Figure out why two different runs of WikiExtractor.py used different paragraph delimiters?
Closed, ResolvedPublic

Description

WikiExtractor.py was run on the Swedish Wikipedia dump file on two different machines, and produced different text files, using "\n" or "\n\n" as paragraph delimiter (the latter should be more correct)?

Furthermore WikiExtractor.py skips some tokens, such as "1 500" (they disappear).

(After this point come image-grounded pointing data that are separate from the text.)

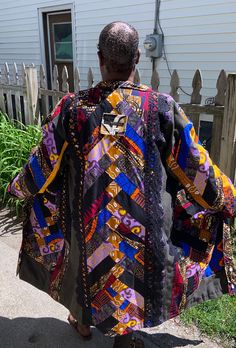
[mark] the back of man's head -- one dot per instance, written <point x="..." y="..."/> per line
<point x="118" y="44"/>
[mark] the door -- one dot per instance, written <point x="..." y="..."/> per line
<point x="59" y="45"/>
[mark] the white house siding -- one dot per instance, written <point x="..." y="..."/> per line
<point x="19" y="31"/>
<point x="198" y="34"/>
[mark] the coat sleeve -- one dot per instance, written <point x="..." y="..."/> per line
<point x="189" y="162"/>
<point x="45" y="159"/>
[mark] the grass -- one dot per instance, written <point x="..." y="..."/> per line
<point x="16" y="142"/>
<point x="216" y="318"/>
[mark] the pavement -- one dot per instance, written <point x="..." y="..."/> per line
<point x="29" y="318"/>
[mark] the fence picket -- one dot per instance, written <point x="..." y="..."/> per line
<point x="155" y="80"/>
<point x="196" y="97"/>
<point x="2" y="99"/>
<point x="65" y="76"/>
<point x="8" y="91"/>
<point x="32" y="94"/>
<point x="43" y="86"/>
<point x="137" y="77"/>
<point x="17" y="93"/>
<point x="90" y="78"/>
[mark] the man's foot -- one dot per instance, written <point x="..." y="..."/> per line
<point x="83" y="330"/>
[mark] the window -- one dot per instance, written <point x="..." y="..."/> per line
<point x="63" y="48"/>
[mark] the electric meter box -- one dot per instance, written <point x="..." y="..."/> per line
<point x="153" y="45"/>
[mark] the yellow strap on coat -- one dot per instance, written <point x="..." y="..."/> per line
<point x="55" y="169"/>
<point x="186" y="182"/>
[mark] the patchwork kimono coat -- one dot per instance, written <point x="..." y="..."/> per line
<point x="126" y="217"/>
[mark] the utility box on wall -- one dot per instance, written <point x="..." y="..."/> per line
<point x="153" y="45"/>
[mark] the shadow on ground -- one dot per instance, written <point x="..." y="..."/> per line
<point x="54" y="333"/>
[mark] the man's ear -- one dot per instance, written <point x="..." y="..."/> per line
<point x="101" y="58"/>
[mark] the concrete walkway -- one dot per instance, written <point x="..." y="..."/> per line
<point x="29" y="318"/>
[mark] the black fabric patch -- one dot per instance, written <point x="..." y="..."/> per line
<point x="103" y="267"/>
<point x="131" y="207"/>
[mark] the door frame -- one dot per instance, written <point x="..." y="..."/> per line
<point x="44" y="10"/>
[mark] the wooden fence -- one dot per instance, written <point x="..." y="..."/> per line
<point x="29" y="99"/>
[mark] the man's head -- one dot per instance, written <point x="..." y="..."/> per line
<point x="118" y="50"/>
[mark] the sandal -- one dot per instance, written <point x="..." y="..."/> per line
<point x="83" y="330"/>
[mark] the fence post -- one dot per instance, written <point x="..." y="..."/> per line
<point x="32" y="94"/>
<point x="228" y="140"/>
<point x="2" y="99"/>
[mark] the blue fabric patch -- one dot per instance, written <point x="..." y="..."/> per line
<point x="131" y="134"/>
<point x="111" y="292"/>
<point x="103" y="217"/>
<point x="186" y="249"/>
<point x="208" y="272"/>
<point x="124" y="305"/>
<point x="127" y="250"/>
<point x="186" y="142"/>
<point x="215" y="260"/>
<point x="39" y="214"/>
<point x="123" y="181"/>
<point x="53" y="236"/>
<point x="37" y="172"/>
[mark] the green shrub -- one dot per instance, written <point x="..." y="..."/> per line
<point x="215" y="318"/>
<point x="16" y="142"/>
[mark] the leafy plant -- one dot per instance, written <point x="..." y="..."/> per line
<point x="16" y="142"/>
<point x="215" y="318"/>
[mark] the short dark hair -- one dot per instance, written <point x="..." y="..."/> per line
<point x="118" y="44"/>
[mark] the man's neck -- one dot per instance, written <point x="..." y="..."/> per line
<point x="129" y="76"/>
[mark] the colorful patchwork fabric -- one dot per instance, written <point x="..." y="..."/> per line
<point x="121" y="226"/>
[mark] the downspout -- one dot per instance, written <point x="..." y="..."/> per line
<point x="157" y="30"/>
<point x="154" y="42"/>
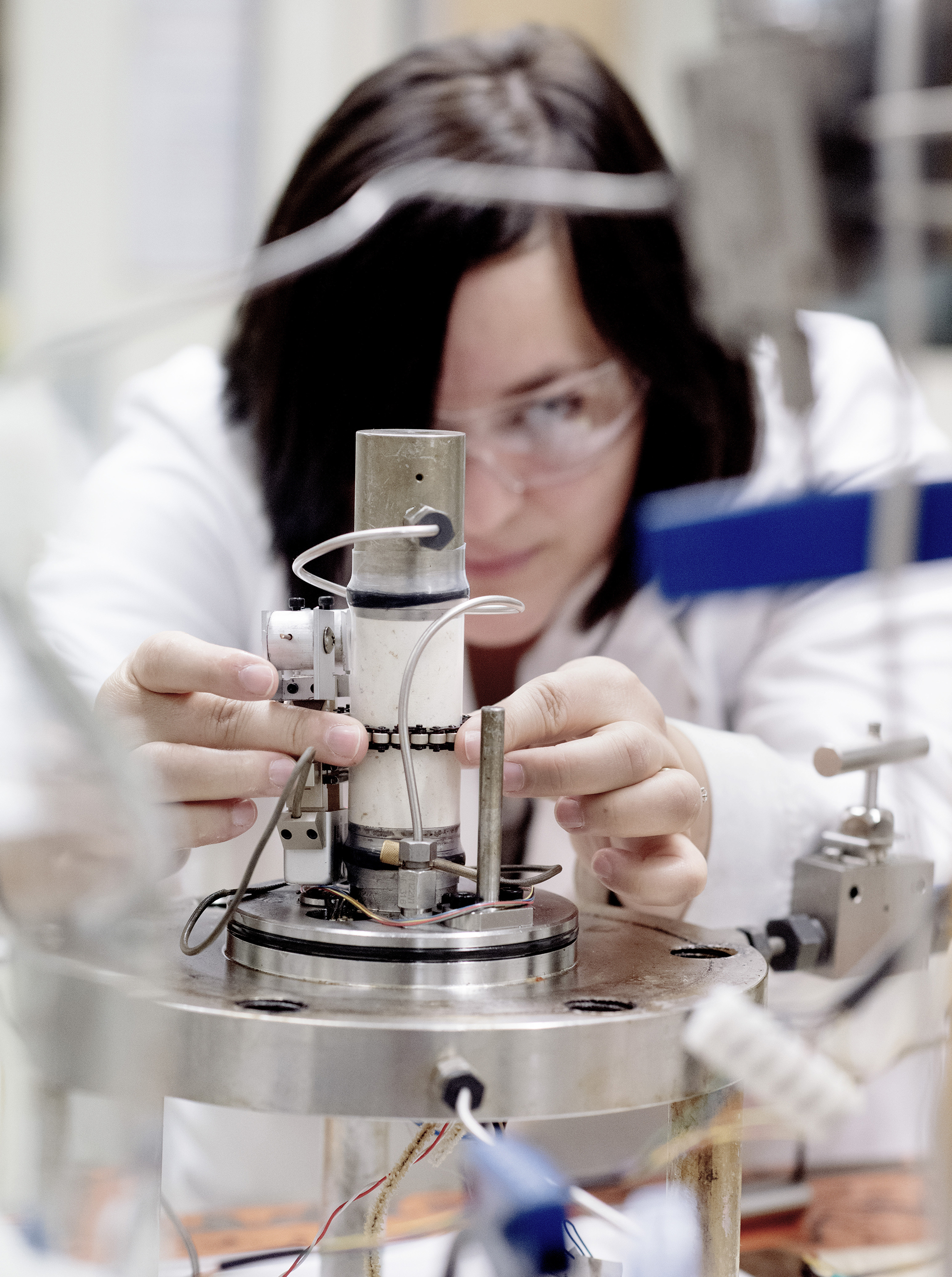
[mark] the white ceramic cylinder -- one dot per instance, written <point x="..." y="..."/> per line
<point x="381" y="649"/>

(WikiExtractor.py is currently used but will probably be replaced.)

Event Timeline

Somehow, the "same* script had probably been downloaded using different methods:

A diff indicates that some characters had been mangled:

58c558
<         text = text.replace('<<', u'«').replace('>>', u'»')
---
>         text = text.replace('<<', u'«').replace('>>', u'»')
566,567c566,567
<         text = re.sub(u' (,:\.\)\]»)', r'\1', text)
<         text = re.sub(u'(\[\(«) ', r'\1', text)
---
>         text = re.sub(u' (,:\.\)\]»)', r'\1', text)
>         text = re.sub(u'(\[\(«) ', r'\1', text)
2082c2082
<         # Funny characters like ö aren't valid in URLs anyway
---
>         # Funny characters like ö aren't valid in URLs anyway

What is still puzzling, is that the mangled version of the script seems to to produce the correct output with respect to paragraph delimiters ("\n\n").